I have a confession to make. I didn't like "The Goonies."
The first time I ever saw it, I was twenty and went with a friend to a Free Campus Movie Nite. She was well-nigh swooning at the thought of seeing this marvelous movie from her childhood, assuring me that I would love it. I was surrounded by people who were all in a fever of joy at the thought of this apparently defining moment in their cinematic experience, and let me tell you, it's quite something to see a frat boy enraptured by non-Hobbitized Sean Astin. Me? I kept waiting for the marvelousness to start.
When it ended, she turned to me and said, "Well? Wasn't it great?"
"Um. It was okay." I watched her face fall and quickly added, "I would have loved it when I was ten! Seriously!"
I said that mostly to keep her from trying to explain to me how awesome it was. But the more I consume stories, especially stories written for a different demographic than my own, the more that thought has come back to me. "Oh man, I would have loved this when I was (insert age here)."
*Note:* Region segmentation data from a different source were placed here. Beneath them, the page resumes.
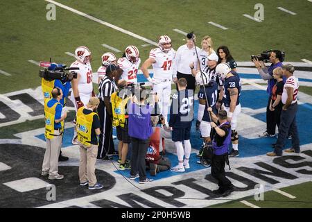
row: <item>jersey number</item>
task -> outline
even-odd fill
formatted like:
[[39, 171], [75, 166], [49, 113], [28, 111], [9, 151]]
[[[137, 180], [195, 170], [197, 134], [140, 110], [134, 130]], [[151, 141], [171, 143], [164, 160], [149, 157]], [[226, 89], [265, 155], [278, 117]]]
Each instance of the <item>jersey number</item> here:
[[184, 98], [182, 100], [182, 103], [183, 103], [180, 108], [180, 112], [184, 114], [191, 112], [191, 105], [193, 105], [193, 97]]
[[128, 79], [137, 78], [137, 69], [130, 70], [128, 73]]
[[171, 67], [172, 60], [164, 61], [162, 65], [162, 68], [164, 69], [164, 71], [170, 70], [170, 67]]
[[90, 83], [92, 81], [92, 71], [87, 73], [87, 83]]

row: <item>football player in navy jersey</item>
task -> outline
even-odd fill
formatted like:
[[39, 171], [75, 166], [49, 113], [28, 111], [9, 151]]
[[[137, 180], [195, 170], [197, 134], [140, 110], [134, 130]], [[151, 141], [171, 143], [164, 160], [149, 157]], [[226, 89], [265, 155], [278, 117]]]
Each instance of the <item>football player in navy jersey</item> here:
[[241, 95], [241, 79], [237, 73], [231, 71], [227, 63], [222, 62], [217, 65], [216, 74], [224, 79], [223, 103], [225, 110], [227, 112], [227, 121], [231, 123], [232, 149], [229, 157], [238, 157], [239, 153], [239, 135], [236, 132], [237, 119], [241, 111], [239, 103]]
[[[207, 108], [211, 107], [215, 114], [218, 113], [216, 108], [216, 102], [218, 99], [218, 84], [211, 78], [211, 75], [202, 71], [202, 78], [200, 71], [198, 72], [195, 79], [200, 89], [198, 92], [198, 112], [196, 121], [196, 129], [200, 130], [200, 134], [206, 144], [211, 142], [210, 132], [211, 126], [210, 116]], [[205, 87], [205, 88], [204, 88]], [[206, 91], [206, 92], [205, 92]], [[206, 96], [208, 104], [206, 101]]]
[[[174, 172], [184, 172], [189, 169], [189, 160], [191, 155], [191, 127], [193, 119], [193, 100], [192, 89], [187, 89], [185, 78], [177, 80], [179, 92], [172, 96], [170, 108], [169, 129], [172, 130], [172, 140], [177, 148], [179, 164], [171, 169]], [[183, 148], [183, 144], [184, 148]], [[185, 159], [183, 160], [185, 155]]]

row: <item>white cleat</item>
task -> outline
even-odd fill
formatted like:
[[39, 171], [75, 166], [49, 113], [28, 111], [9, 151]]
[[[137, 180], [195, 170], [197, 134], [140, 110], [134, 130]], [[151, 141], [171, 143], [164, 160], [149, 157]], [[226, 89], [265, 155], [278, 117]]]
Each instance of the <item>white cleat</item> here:
[[179, 168], [179, 165], [175, 166], [175, 167], [172, 167], [170, 169], [170, 170], [173, 172], [184, 172], [185, 171], [185, 169], [184, 166], [182, 166], [182, 168]]

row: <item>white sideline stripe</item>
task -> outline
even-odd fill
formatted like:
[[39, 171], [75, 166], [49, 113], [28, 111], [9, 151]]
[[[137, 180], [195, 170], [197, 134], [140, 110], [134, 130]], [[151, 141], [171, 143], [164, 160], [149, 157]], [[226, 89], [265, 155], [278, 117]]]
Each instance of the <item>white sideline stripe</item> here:
[[3, 70], [1, 70], [1, 69], [0, 69], [0, 74], [3, 74], [4, 76], [12, 76], [9, 73], [4, 71]]
[[65, 53], [65, 54], [76, 58], [76, 56], [75, 56], [74, 54], [73, 54], [72, 53], [70, 53], [70, 52], [69, 52], [69, 51], [67, 51], [67, 52]]
[[146, 47], [146, 46], [150, 46], [150, 44], [144, 44], [141, 45], [142, 47]]
[[103, 20], [101, 20], [99, 19], [97, 19], [96, 17], [94, 17], [93, 16], [89, 15], [87, 15], [86, 13], [78, 11], [78, 10], [77, 10], [76, 9], [72, 8], [70, 8], [70, 7], [68, 7], [68, 6], [64, 6], [63, 4], [61, 4], [61, 3], [60, 3], [58, 2], [56, 2], [55, 1], [53, 1], [53, 0], [45, 0], [45, 1], [48, 1], [48, 2], [50, 2], [51, 3], [53, 3], [53, 4], [58, 6], [59, 6], [60, 8], [64, 8], [66, 10], [68, 10], [72, 12], [74, 12], [74, 13], [78, 14], [79, 15], [83, 16], [83, 17], [86, 17], [86, 18], [87, 18], [89, 19], [91, 19], [91, 20], [93, 20], [94, 22], [98, 22], [99, 24], [103, 24], [104, 26], [108, 26], [110, 28], [114, 28], [114, 29], [115, 29], [116, 31], [120, 31], [121, 33], [123, 33], [125, 34], [129, 35], [130, 35], [130, 36], [132, 36], [133, 37], [136, 37], [136, 38], [137, 38], [139, 40], [141, 40], [142, 41], [146, 42], [147, 43], [153, 44], [155, 46], [158, 46], [158, 44], [157, 44], [156, 42], [153, 42], [153, 41], [151, 41], [150, 40], [148, 40], [147, 38], [145, 38], [145, 37], [144, 37], [142, 36], [140, 36], [139, 35], [135, 34], [135, 33], [133, 33], [132, 32], [130, 32], [128, 31], [126, 31], [126, 30], [125, 30], [123, 28], [119, 28], [118, 26], [114, 26], [113, 24], [111, 24], [110, 23], [108, 23], [108, 22], [104, 22]]
[[257, 205], [254, 205], [254, 204], [252, 204], [251, 203], [249, 203], [249, 202], [248, 202], [246, 200], [241, 200], [241, 201], [239, 201], [239, 202], [241, 202], [241, 203], [243, 203], [243, 204], [244, 204], [245, 205], [248, 205], [248, 207], [252, 207], [252, 208], [260, 208], [260, 207], [258, 207], [258, 206], [257, 206]]
[[243, 16], [245, 16], [246, 18], [248, 18], [250, 19], [254, 20], [254, 21], [257, 22], [262, 22], [261, 20], [256, 19], [255, 17], [253, 17], [252, 16], [247, 15], [247, 14], [243, 14]]
[[277, 7], [277, 9], [279, 9], [280, 10], [281, 10], [281, 11], [283, 11], [283, 12], [289, 13], [289, 14], [293, 15], [297, 15], [296, 13], [295, 13], [295, 12], [292, 12], [292, 11], [290, 11], [290, 10], [286, 9], [286, 8], [281, 8], [281, 7]]
[[[311, 0], [311, 1], [312, 1], [312, 0]], [[312, 2], [312, 1], [311, 1], [311, 2]], [[308, 60], [306, 60], [305, 58], [303, 58], [303, 59], [302, 59], [302, 60], [302, 60], [302, 62], [306, 62], [306, 63], [309, 63], [309, 64], [312, 65], [312, 62], [311, 62], [311, 61]]]
[[31, 62], [31, 63], [35, 64], [35, 65], [37, 65], [38, 67], [40, 66], [38, 62], [36, 62], [36, 61], [34, 61], [34, 60], [28, 60], [28, 62]]
[[75, 56], [74, 54], [73, 54], [72, 53], [70, 53], [70, 52], [69, 52], [69, 51], [67, 51], [67, 52], [65, 53], [65, 54], [76, 58], [76, 56]]
[[295, 199], [296, 198], [296, 197], [295, 196], [289, 194], [288, 193], [284, 192], [284, 191], [281, 191], [280, 189], [275, 189], [272, 191], [275, 191], [277, 193], [279, 193], [279, 194], [280, 194], [281, 195], [284, 195], [285, 196], [287, 196], [288, 198], [291, 198], [291, 199]]
[[218, 27], [218, 28], [222, 28], [222, 29], [223, 29], [223, 30], [229, 29], [229, 28], [227, 28], [227, 27], [223, 26], [221, 26], [221, 25], [219, 25], [218, 24], [216, 24], [216, 23], [213, 22], [208, 22], [208, 23], [210, 24], [211, 25], [213, 25], [213, 26], [216, 26], [216, 27]]
[[184, 35], [187, 35], [187, 33], [186, 32], [184, 32], [184, 31], [181, 31], [181, 30], [177, 29], [177, 28], [173, 29], [173, 31], [174, 31], [175, 32], [177, 32], [177, 33], [178, 33]]
[[107, 48], [110, 50], [112, 50], [114, 51], [116, 51], [116, 53], [120, 53], [121, 51], [120, 51], [119, 49], [117, 49], [116, 48], [112, 47], [111, 46], [109, 46], [108, 44], [102, 44], [102, 46]]

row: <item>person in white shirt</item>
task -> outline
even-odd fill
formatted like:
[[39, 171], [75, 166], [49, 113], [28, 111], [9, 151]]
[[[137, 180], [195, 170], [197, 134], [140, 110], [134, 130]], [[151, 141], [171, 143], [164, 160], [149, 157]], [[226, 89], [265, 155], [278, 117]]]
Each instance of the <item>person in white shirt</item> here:
[[[77, 78], [71, 80], [73, 91], [71, 94], [71, 100], [75, 105], [76, 112], [85, 104], [89, 102], [92, 96], [95, 96], [93, 91], [92, 69], [90, 62], [92, 60], [91, 51], [85, 46], [79, 46], [75, 50], [76, 60], [70, 67], [79, 68], [76, 70]], [[71, 141], [73, 144], [78, 144], [76, 141], [77, 133], [74, 130], [73, 137]]]
[[[191, 69], [198, 69], [198, 59], [195, 50], [194, 42], [196, 37], [193, 33], [187, 35], [187, 44], [179, 47], [175, 54], [175, 70], [177, 71], [177, 80], [185, 78], [187, 81], [187, 89], [192, 89], [195, 92], [195, 77], [192, 75]], [[200, 49], [196, 46], [198, 52]], [[191, 66], [190, 65], [193, 65]], [[175, 74], [175, 72], [174, 73]]]
[[287, 153], [300, 153], [298, 130], [296, 123], [296, 113], [298, 109], [297, 96], [298, 95], [299, 81], [293, 76], [295, 68], [291, 64], [282, 66], [283, 76], [287, 79], [284, 85], [281, 102], [283, 108], [281, 114], [281, 123], [279, 123], [279, 136], [273, 152], [266, 155], [270, 157], [281, 156], [283, 155], [283, 148], [288, 132], [292, 135], [292, 147], [285, 150]]
[[[153, 92], [159, 98], [160, 113], [167, 122], [175, 52], [171, 48], [171, 40], [168, 35], [159, 37], [159, 48], [150, 51], [149, 58], [143, 63], [141, 69], [145, 78], [153, 84]], [[153, 78], [148, 70], [150, 65], [154, 71]]]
For instance--and if you need to pretend you never knew me after reading this, I understand--if Twilight had come out when I was fourteen, I would have eaten it up, sparkly vampire and all. Oh, I might have recognized the flaws. But I would have loved it so hard. I would have written fanfiction and worn "Edward" t-shirts and had passionate, hour-long discussions about whether he was right not to have vamped Bella the first time she asked for it. (And yes, if you noticed, I would have been Team Edward. What can I say?)
But I wasn't fourteen, I was twenty-five, and I read Twilight with an "Okay, well, I guess I see the appeal but I'm not really feelin' it." (My withering disdain for Bella Swan didn't really get off the ground until New Moon, with the empty pages after Edward dumped her. Good god, girl. The first month I understand, maybe. Somewhere before the fourth, you should go get a makeover and jump the hot werewolf.)
There's a feeling that Art is great or not-great on its own merits--that the people who love it or hate it, depending on the opinion of the learned elite, are totally wrong-headed. But that leaves out the other half of the equation, the reader, and all they bring to the book. It's a particular consideration for those of us who love kid's and teen books. We're not the target audience, so when we review a book, we have to think about two things: 1) What did I think of it? 2) What would a kid think of it?
This is not saying that all children's or YA lit has a sell-by date, or even that the sell-by date is the same for everybody. I'm still nutty about Harry Potter, and I know there are people older than me who know every word, backward and forward, of Twilight. Clearly it's still saying something to somebody. But I'm not the same person I was at fourteen (thank God!), so it makes sense to me that a book could simply miss its target. The trick is in understanding when that target might have been in my life, and using that knowledge when I write about it.
1 comment:
I didn't read Catcher in the Rye until I was 40, and it was way too late for me to think it was awesome. Twilight I didn't like at all, but I could see the appeal. I guess that is the best I can do as an old person-- see the appeal to the young!